Fernando Haddad, o candidato a vice-presidente do Brasil, pelo Partido dos Trabalhadores, é o novo alvo do Ministério Público desta vez do Estado de São Paulo. O número dois de Lula da Silva está acusado de corrupção pelo alegado recebimento de 2,6 milhões de reais, cerca de 500 mil euros, de soborno pago pelo empeiteiro UTC Engenharia. O valor teria, supostamente, como objetivo o pagamento de uma dívida contraída durante a campanha eleitoral às Autárquicas de 2012, quando Haddad era candidato à Câmara Municipal, prefeitura, de São Paulo.

O Ministério Público adianta que o antigo tesoureiro do PT, João Vaccari Neto, pediu a Ricardo Pessoa, na altura presidente da referida empresa, o pagamento da dívida em troca de um eventual favorecimento por parte da autarquia.
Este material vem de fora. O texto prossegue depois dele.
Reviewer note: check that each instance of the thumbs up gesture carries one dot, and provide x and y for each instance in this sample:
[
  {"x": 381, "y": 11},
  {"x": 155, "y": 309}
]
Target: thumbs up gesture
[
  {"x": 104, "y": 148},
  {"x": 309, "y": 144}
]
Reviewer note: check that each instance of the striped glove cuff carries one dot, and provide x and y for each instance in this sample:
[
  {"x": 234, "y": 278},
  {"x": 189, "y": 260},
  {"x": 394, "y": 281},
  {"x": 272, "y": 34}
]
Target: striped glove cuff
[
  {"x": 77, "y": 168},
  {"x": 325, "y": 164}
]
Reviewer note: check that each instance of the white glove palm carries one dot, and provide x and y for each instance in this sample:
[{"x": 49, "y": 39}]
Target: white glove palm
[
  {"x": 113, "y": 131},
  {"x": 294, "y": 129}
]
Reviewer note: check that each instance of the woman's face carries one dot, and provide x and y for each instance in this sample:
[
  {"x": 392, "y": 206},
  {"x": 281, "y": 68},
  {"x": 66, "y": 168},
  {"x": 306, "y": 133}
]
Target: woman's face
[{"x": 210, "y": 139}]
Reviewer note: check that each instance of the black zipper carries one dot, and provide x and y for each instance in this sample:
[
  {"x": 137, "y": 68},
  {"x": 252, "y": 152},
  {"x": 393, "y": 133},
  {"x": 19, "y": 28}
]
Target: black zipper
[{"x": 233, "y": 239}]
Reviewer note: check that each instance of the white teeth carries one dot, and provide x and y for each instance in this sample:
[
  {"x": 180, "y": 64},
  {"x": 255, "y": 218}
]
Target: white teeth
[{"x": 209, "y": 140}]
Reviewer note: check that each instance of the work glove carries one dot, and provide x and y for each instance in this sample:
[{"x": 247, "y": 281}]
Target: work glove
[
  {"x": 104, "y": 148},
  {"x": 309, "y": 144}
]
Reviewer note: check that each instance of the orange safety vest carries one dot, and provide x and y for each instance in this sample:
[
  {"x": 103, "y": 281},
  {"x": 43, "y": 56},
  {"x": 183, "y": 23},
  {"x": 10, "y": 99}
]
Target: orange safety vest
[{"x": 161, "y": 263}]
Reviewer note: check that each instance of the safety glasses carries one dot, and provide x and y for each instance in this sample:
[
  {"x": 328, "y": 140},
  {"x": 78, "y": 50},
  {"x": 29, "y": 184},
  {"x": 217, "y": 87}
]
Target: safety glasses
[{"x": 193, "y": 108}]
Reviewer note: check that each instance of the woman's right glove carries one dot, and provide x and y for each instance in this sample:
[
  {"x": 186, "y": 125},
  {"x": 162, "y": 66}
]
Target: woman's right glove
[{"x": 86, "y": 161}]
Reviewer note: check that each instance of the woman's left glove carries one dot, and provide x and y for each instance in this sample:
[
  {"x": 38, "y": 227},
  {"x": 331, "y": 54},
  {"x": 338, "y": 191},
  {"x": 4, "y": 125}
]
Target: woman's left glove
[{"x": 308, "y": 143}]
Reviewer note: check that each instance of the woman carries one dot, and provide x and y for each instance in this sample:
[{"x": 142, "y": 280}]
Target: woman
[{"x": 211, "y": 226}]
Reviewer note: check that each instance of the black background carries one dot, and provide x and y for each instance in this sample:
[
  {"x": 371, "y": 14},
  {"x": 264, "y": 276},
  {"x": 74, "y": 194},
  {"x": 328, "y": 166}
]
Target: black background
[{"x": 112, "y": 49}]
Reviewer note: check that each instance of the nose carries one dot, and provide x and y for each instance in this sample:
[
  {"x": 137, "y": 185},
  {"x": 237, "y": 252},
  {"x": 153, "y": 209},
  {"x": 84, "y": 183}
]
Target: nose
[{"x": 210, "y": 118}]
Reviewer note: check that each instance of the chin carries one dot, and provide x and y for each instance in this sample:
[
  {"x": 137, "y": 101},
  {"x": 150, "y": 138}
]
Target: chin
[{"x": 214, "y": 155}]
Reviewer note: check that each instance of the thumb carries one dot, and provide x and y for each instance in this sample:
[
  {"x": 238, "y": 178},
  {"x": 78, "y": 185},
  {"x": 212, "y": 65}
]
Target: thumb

Estes dois últimos foram já condenados por corrupção no âmbito de outros casos no âmbito da operação Lava Jato.

Fernando Haddad nega as acusações e diz que Ricardo Pessoa, que o acusa e que levou a este processo, está a mentir com o objetivo de atingir a sua candidatura às Presidenciais de outubro:

"Surpreende que no período eleitoral, uma narrativa do empresário Ricardo Pessoa, da UTC, sem qualquer prova, fundamente três ações propostas pelo Ministério Público de São Paulo contra o ex-prefeito e candidato a vice-presidente da República, Fernando Haddad. É notório que o empresário já teve sua delação rejeitada em quase uma dezena de casos e que ele conta suas histórias de acordo com seus interesses", lê-se em comunicado da assessoria de imprensa do candidato pelo PT.

O novo caso acontece no momento em que se perfila um volte face para o Partido dos Trabalhadores e na sua corrida às Presidenciais. A possibilidade de Lula da Silva concorrer é cada vez mais "uma miragem". A candidatura do antigo presidente foi recusada pela Comissão Eleitoral. Lula já recorreu ao Supremo e diz que recorrerá também às Nações Unidas mas o tempo foge e o PT tem de apresentar uma solução dentro de poucos dias o que poderá significar que Haddad assume o papel principal nesta corrida, apesar das sondagens não lhe serem, de todo, favoráveis. Lula da Silva continua a ser o candidato preferido dos brasileiros para ocupar, de novo, o Palácio do Planalto.